All we know is, it tastes damn good, whatever way you do it. And it’s a lot of fun along the way. And in this day and age, of all ages, we think more people should be gathering kindling, striking matches, firing up their grills and smokers and cauldrons.

For that, we’ve asked a few of our friends—experts of different forms of fire-based cooking—to share their wisdom on getting started.

ON GRILLING
—Jess Pryles, Hardcore Carnivore

Save time by starting with a charcoal chimney.
“All you have to do is fill it full of charcoal all the way to the top and then I usually put a fire lighter underneath and light it, and that’s it. You just leave it, and the whole chimney will eventually catch in about 10 to 15 minutes…Dump your coals out and you’re ready to grill.”

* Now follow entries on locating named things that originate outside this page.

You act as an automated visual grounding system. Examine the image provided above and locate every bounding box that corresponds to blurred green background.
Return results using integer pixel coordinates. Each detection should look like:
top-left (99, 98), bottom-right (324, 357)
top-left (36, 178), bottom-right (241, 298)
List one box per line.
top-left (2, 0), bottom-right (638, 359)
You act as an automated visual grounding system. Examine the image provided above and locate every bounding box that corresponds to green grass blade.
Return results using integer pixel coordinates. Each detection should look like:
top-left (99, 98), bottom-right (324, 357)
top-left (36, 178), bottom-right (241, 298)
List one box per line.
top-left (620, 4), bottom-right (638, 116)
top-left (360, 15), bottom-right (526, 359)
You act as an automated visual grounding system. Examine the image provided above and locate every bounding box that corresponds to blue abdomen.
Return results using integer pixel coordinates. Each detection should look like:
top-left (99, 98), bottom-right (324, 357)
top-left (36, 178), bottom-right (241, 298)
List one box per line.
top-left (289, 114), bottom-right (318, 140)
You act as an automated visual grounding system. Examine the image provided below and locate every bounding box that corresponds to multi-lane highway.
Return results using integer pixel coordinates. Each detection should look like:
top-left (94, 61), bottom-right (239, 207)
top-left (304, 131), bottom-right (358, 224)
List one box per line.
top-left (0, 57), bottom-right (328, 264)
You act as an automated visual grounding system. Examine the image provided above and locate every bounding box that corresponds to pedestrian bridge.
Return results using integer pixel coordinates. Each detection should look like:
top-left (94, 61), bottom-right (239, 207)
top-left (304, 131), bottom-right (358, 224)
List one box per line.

Pile your coals on one side for a two-zone system.
“That gives me a definitive hot and cool zone to grill on.…Where that comes in handy is with things like bacon or chicken wings things that usually burn on the grill, ’cause I can start them on that really high heat and then before they burn, I can move them across to the gentle heat to make sure they cook all the way through.”

It’s okay to cheat the system sometimes.
“I build wood fires in my offset smoker, but I usually start with a bit of charcoal still, just to give them a chance to catch. Most folks in Texas have pear burners and that’s what we use on most ranches for fires. A lot of the time the ye oldy ways of starting a fire have been outmoded by modern conveniences.”

ON WOOD FIRES
Mike Bertelsen, Cowboy Cauldron Company

Use dry wood.
“Dry wood is key. Smokey fires really intimidate people. And most of the time, when you build a smokey, crappy fire, it’s because you used wet wood, which creates steam.”

You sit around a teepee. You cook on Lincoln logs.
“There are two styles of fire, really. The teepee fire is the bright campfire for when you want to see the flame reflected in the faces of the people around the fire. That’s the exact wrong thing to do for cooking. For cooking, you do Lincoln logs—you build a crosshatch, with good air flow—which will burn into a deep bed of coals and then give you the tool you need to cook on.”

Build a bigger fire than you think you need.
“Lots of folks only know artificial charcoal briquettes. They are designed to smolder, not burn. They don’t get very hot but last a long time. Real wood charcoal can get really hot but doesn’t last as long, so use more, or be ready to add extra if you need it.  Even though real wood charcoal is a bit more expensive, the extra few dollars is worth it. It’s like buying better beer. As for my favorite wood - I prefer oak.”

ON SMOKING
—Max Frisbie, Mill Scale Metalworks

Take the time to burn that wood into coals.
“You’re really cooking with very little actual fire. The main goal is to create that ambient heat that radiates off the wood after it’s had a chance to burn down into those coals.”

Get good air flow.
“Start with a clean firebox where you can really get good air flow coming around and on all sides of the wood. The goal is, instead of that smoke sitting in one spot, you’re constantly having that hot air pulled across the product. This alleviates the smoke being stagnant and creating a product that is overly smoky. Think of it like the commercials on the aerodynamics of a moving car. We like to trim and shape the product we're cooking in a way that improves its aerodynamics and reduces drag in the cook chamber.”

Smoke your veggies.
“We got a case of gorgeous baby carrots and left them whole and filled the entire smoker with them, giving them a delicate smoke before finishing them on the grill. Smoke is as much of an ingredient as salt and pepper.”